# In the market for a good gaming headset.



## Apotheoun (Jun 19, 2011)

I've been needing a good set of headphones for about a year now, but I've just been too lazy to buy any. I'm looking for a good pair of circumaural headphones with a mic. I've been looking at the Corsair HS1A, TT Shock, Steelseries Siberia V2. I'm really looking for ones that look good and perform well.


----------



## AppleB (Jun 20, 2011)

I am also looking for a good headset to buy - does anyone have any ideas to which one?


----------



## slyfox2151 (Jun 20, 2011)

you need to specify your budget and weather you want Stereo or multi driver headphones.



imo Stereo head phones are better then the "5.1 / 7.1" gaming headsets.


----------



## BumbleBee (Jun 20, 2011)

Apotheoun said:


> I've been needing a good set of headphones for about a year now, but I've just been too lazy to buy any. I'm looking for a good pair of circumaural headphones with a mic. I've been looking at the Corsair HS1A, TT Shock, Steelseries Siberia V2. I'm really looking for ones that look good and perform well.



if you can't afford a sound card I would buy the Corsair HS1A USB headset because it can sample 24-bit/96Khz and it can simulate 5.1/7.1 USB headsets are normally limited to 16-bit/44Khz.

if you can afford a sound card I would buy the Asus Xonar DG or DS sound card, Shure SRH440 headphones and Zalman clip on mic.


----------



## AppleB (Jun 21, 2011)

I found a couple that I am interested in - mainly the Siberia v2 and the Razer banshee. The only thing i dont like is the ridiculous flashy lights on the razer headset. It seems like the razer has not got that many good reviews either 

http://steelseries.com/products/audio/steelseries-siberia-v2

http://www.maximumpc.com/article/reviews/razer_banshee_review


----------



## LAN_deRf_HA (Jun 21, 2011)

Having been through about a dozen headsets my feeling is you either buy the best of the cheap ones like this http://www.newegg.com/Product/Product.aspx?Item=N82E16826193037 or this http://www.newegg.com/Product/Product.aspx?Item=N82E16826263010

Or you go big with the HD595 and a decent clip on.
http://www.amazon.com/Sennheiser-HD595-Performance-Premiere-Headphones/dp/B0001FTVE0
http://www.amazon.com/Zalman-Microphone-Zm-Mic1-Sensitivity-Headphone/dp/B00029MTMQ/ref=pd_sim_e_5

The reason being that just about all of the headsets made in the $10-100 range are made in the same factories by the same workers using the same shitty construction methods. Everything in that price range is going to suffer from an eventual wiring issue that will either outright kill it or kill one ear. So either go big or buy something you won't be kicking yourself over when it breaks.


----------



## Ra97oR (Jun 21, 2011)

IMO the AD700 makes a better choice than the HD595s. They are by far the best budget phones I have heard.

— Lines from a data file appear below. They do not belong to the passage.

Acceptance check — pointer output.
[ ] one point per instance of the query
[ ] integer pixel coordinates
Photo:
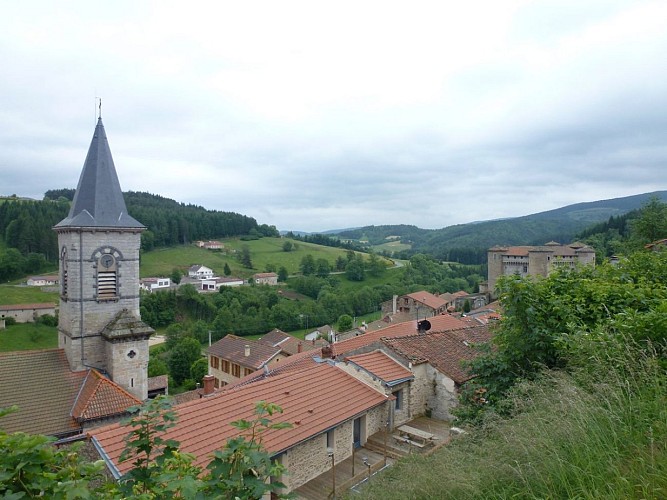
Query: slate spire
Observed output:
(98, 201)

http://www.amazon.com/dp/B000CMS0XU/?tag=tec06d-20


----------



## LAN_deRf_HA (Jun 21, 2011)

He may like them more but I find it's really going to be up to personal preference. There's plenty of people that hate on the 595s and plenty that greatly prefer them. Price helps, though that color scheme doesn't... bleh w/e.


----------